Perché il provvedimento è interessante?
Il provvedimento offre una compiuta disamina di numerosi principi essenziali nel trattamento dei dati da parte dei titolari/datori di lavoro. Il provvedimento affronta e scioglie quindi molteplici nodi.
Primo nodo: Registrazione delle telefonate a fini di quality check: Strumento di lavoro o strumento di controllo?
Il Garante, in modo del tutto coerente con i precedenti provvedimenti, definisce che nel caso di specie quello utilizzato dal Titolare configurava uno strumento di controllo sia pure “incidentale” sull’attività del lavoratore.
In particolare il Garante ha ribadito come il datore di lavoro debba rispettare le norme nazionali, che “includono misure appropriate e specifiche a salvaguardia della dignità umana, degli interessi legittimi e dei diritti fondamentali degli interessati in particolare per quanto riguarda la trasparenza del trattamento […] e i sistemi di monitoraggio sul posto di lavoro” (artt. 6, par. 2, e 88, par. 2, del Regolamento).
A fronte dell’espresso rinvio da parte del Codice Privacy alle disposizioni nazionali di settore che tutelano la dignità delle persone sul luogo di lavoro (artt. 113 e 114), l’osservanza degli artt. 4 e 8 della l. 20 maggio 1970, n. 300 costituisce una condizione di liceità del trattamento.
Il provvedimento richiama inoltre la circolare n. 4/2017 dell’Ispettorato Nazionale del Lavoro, che stabilisce che i sistemi di gestione integrati (esempio CRM – Customer Relationship Management) possono essere considerati quali “strumenti di lavoro utili a rendere la prestazione lavorativa” ai sensi del comma 2 dell’art. 4 dello Statuto solo nei casi in cui si limitino al mero accoppiamento fra la chiamata e l’anagrafica del cliente.
Laddove invece tali sistemi consentano di effettuare anche “ulteriori elaborazioni” essi integrano a tutti gli effetti strumenti dai quali possa derivare un controllo a distanza dei lavoratori che, in quanto tali, impongono l’osservanza delle specifiche tutele procedimentali previste dallo Statuto dei lavoratori, ossia il preventivo accordo con le organizzazioni sindacali o, in mancanza, l’autorizzazione amministrativa.
Per tali ragioni non non sono stati ritenuti sufficienti gli adempimenti posti in essere dalla società sanzionata, che si è limitata al mero invio alle organizzazioni sindacali di un documento informativo circa l’attivazione di un sistema di registrazione delle telefonate.

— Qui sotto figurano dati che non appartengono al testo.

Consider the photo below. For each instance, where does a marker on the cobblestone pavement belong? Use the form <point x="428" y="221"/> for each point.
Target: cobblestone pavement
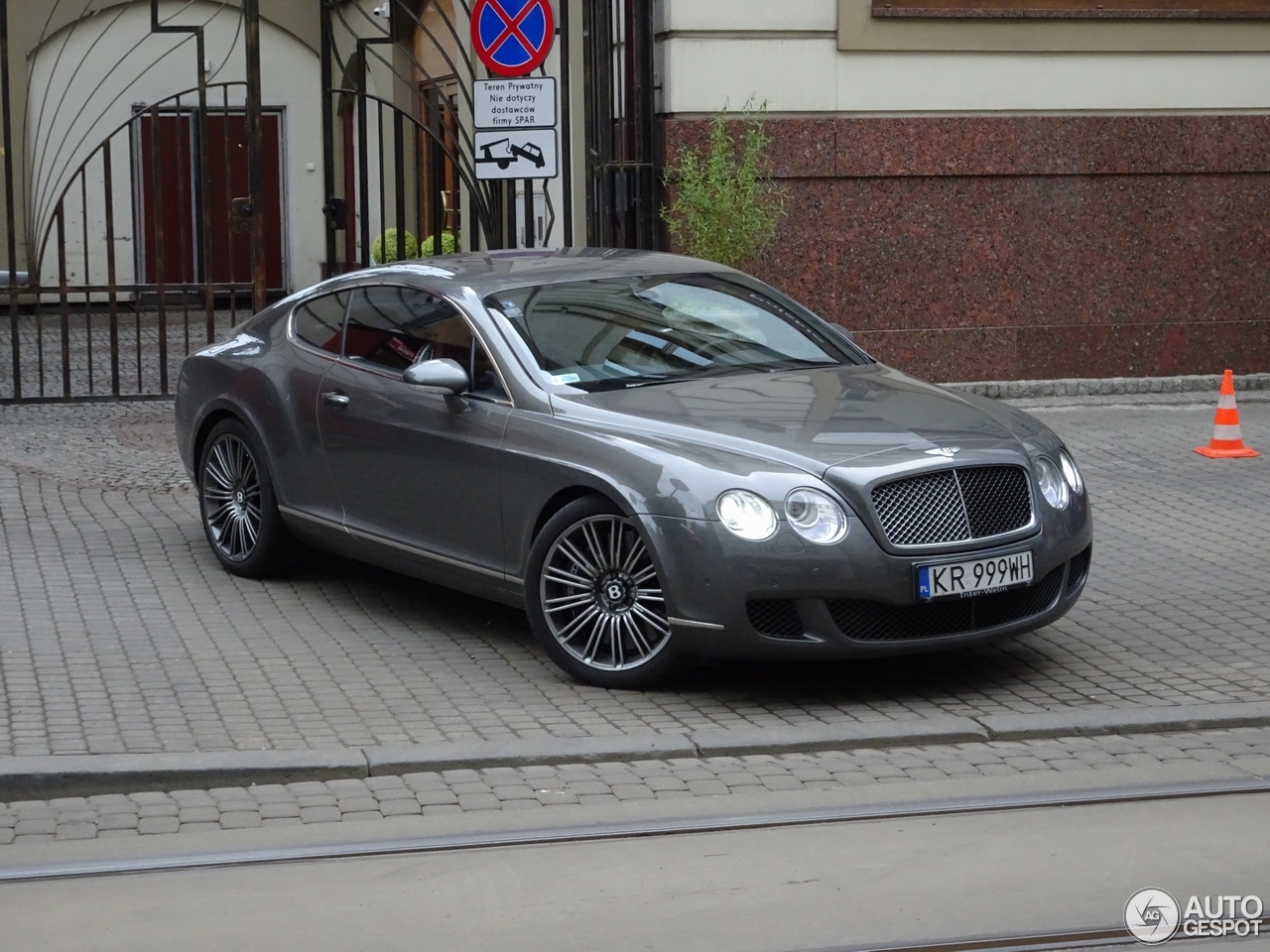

Secondo nodo: l’informativa agli interessati (dipendenti del Titolare)
Il Garante ha poi rimarcato, in continuità con lo “storico” provvedimento avverso Foodinho S.r.l., la necessità che l’informativa resa ai lavoratori specifichi in maniera puntuale tutti i trattamenti concretamente svolti. Nel caso di specie il Garante ha rilevato che l’informativa fornita ai dipendenti, oltre a non contenere tutti gli elementi richiesti dall’art. 13 del GDPR ed a scontare un’errata individuazione della corretta base giuridica del trattamento, si limitasse a menzionare genericamente la funzionalità di registrazione delle chiamate, senza alcun riferimento alla raccolta e alla memorizzazione delle cc.dd. meta informazioni (quali il nome dell’operatore, la data e l’ora della chiamata e il numero di telefono chiamante).
Terzo nodo: minimizzazione, privacy by design, privacy by default limitazione della conservazione e della finalità
Dall’attività istruttoria è poi emerso che il sistema utilizzato consentisse la memorizzazione sistematica e la conservazione delle meta informazioni relative alle chiamate registrate per un tempo non definito dal Titolare. Atteso che il sistema era finalizzato a migliorare e rendere efficiente la qualità del servizio reso nei rapporti con l’utenza, il predetto trattamento è stato ritenuto “superfluo” e dunque realizzato in violazione del principio di minimizzazione, che impone che il trattamento abbia ad oggetto i soli dati “adeguati, pertinenti e limitati a quanto necessario rispetto alle finalità per le quali sono trattati”.
Dal punto di vista della privacy by design e by default, il Garante ha ricordato come il Titolare debba mettere in atto “misure tecniche e organizzative adeguate […] volte ad attuare in modo efficace i principi di protezione dei dati”, verificando attentamente che siano disattivate le funzioni del software in uso non compatibili con le finalità del trattamento o che siano in contrasto con le specifiche norme di settore previste per il trattamento posto in essere.
Quarto nodo: la sicurezza del Trattamento
Infine il Garante ha contestato la mancata adozione di misure tecniche e organizzative adeguate a garantire la sicurezza dei dati, ricordando sia l’importanza di tracciare i log di accesso alle telefonate registrate ai fini di un adeguato controllo da parte del Titolare, sia i rischi connessi alla mancata previsione della modifica obbligatoria della password impostata dall’amministratore al momento del primo accesso da parte dell’utente stesso.
Simili presidi – già contenuti nell’abrogato Allegato B al Codice ante riforma – possono infatti considerarsi come obbligatori ai sensi dell’art. 32 del Regolamento, che impone l’adozione di misure in grado di assicurare un livello di sicurezza adeguato a garantire la sicurezza dei dati personali, compresa la protezione da trattamenti non autorizzati o illeciti e dalla perdita, distruzione o dal danno accidentali.